What a Wonderful World

Today Alexander started band camp. Those kids work so hard, giving up a large portion of their summer break. It makes me proud. There was a day, in doubt and fear, that I worried he would not grow up. Today, as I watched him walking away from me, his back so straight, shoulders slightly hunched at teenage boys do, fiery curls over his ears and in soft flame along the nape of his neck, a sweetness drew from my heart and I found myself whispering searing white thanks for gift of him. In this moment he is blissfully unconscious of the danger he faced, not thinking about that, not remembering the pain or the fear. The medications he takes every morning and shots he gives himself every night are far from his mind. He is starting his senior year. There is music to play and grades to achieve, money to be earned and money to spend, a future to contemplate and plans to make. Nobody has time for sickness. Between himself and his late oldest brother, he has never known a world without shots, pills, tests, doctors and hospitals. This is his normal and we give thanks for it; every single bit of it. He is straight and strong and pointed directly forward, his warrior's heart taking absolutely for granted that he is triumphant and will continue to be so. The victor writes the history. In this moment, all is well with my soul. The heart of a boy, the emerging shadow of a man walks away from me on a summer day into a bright and promising beginning. Thank God. Thank God.

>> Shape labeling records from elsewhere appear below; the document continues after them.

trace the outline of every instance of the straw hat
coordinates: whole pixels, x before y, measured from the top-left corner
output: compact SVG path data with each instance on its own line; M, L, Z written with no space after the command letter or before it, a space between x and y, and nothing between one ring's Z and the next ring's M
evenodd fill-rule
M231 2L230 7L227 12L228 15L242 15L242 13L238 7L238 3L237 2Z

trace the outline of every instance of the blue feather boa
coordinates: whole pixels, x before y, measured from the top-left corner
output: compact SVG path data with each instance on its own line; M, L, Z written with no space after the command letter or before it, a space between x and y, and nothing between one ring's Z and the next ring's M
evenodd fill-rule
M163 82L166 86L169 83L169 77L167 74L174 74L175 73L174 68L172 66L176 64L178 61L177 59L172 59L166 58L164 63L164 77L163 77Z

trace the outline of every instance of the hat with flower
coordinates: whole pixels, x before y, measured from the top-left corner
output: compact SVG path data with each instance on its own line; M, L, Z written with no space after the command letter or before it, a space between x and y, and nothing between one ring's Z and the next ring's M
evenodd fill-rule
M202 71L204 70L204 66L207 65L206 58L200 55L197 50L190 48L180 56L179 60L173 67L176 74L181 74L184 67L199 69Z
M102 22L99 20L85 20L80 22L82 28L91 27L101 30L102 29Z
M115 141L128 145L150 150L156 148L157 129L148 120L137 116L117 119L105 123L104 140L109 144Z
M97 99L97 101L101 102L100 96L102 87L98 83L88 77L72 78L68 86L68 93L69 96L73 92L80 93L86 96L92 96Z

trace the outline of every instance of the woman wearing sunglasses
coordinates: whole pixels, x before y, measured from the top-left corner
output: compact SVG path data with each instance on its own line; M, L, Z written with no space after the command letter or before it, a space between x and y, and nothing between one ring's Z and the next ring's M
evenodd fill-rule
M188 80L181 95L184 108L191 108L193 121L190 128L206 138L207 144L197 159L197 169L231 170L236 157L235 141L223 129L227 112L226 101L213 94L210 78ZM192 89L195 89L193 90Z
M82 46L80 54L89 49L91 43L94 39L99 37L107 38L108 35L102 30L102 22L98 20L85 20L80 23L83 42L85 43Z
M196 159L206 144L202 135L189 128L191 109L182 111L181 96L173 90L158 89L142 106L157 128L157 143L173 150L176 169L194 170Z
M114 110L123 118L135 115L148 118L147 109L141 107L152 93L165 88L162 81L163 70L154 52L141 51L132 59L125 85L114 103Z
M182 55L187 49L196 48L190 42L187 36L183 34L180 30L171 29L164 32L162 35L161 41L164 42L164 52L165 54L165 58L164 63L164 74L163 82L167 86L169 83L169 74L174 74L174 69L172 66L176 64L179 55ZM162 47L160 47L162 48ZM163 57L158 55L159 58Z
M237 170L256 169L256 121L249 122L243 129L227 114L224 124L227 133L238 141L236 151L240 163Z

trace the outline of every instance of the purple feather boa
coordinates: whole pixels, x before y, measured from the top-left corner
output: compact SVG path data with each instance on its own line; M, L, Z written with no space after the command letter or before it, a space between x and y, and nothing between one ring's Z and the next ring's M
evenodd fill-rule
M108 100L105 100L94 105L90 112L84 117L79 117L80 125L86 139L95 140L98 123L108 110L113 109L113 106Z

I am in the first of four days off today. There is school work and house work to do, a husband who loves me fiercely and a home we cherish together. The world beyond us is a chaotic place over which we have little control and life has taught us that it will seep in and around the barriers we erect to protect this sanctuary we have built, requiring effort in defense of it. It is a good marriage, 13 years of romantic, passionate love on most days and furious, stubborn loyalty when the fickleness of romance frays at the edges. We are the Fellowship of the Ring, Dances with Wolves, Les Miserables....stories which in the writing and the telling spur me to depths of emotion that strike me as sacred. The most compelling stories in my heart are those painted with the human experience, those that aren't neat or tidy or wrapped up in pretty bows at the end, those pure in the telling and untainted by polish, unglazed, not taken by bitterness, sarcasm or scathing, distancing wit. I seek out and savor the stories that do not erase the tragedies and sorrows, but instead give each struggle its due, exposing the vulnerability, the precariousness of the normality on which we base our lives and the blissful assumption so many live beneath that all will continue to be well, with then the ultimate surrender to the sacredness of inner strength when that gossamer veil is torn away. Those are the stories that touch the core of my heart. On days like today, I see that in the story of my life and I am softened and quieted inside.

I love the human spirit. Perhaps that is the root of my calling in being a nurse. It is the one job I can think of in which I see it every single day; not the prettified version of truth, but the awful and bloody, the painful and torn, the iron exposed, the transformational growth. I see it in my sons. My mother. My husband. Myself. I see it in the world all around me. What a wonderful world.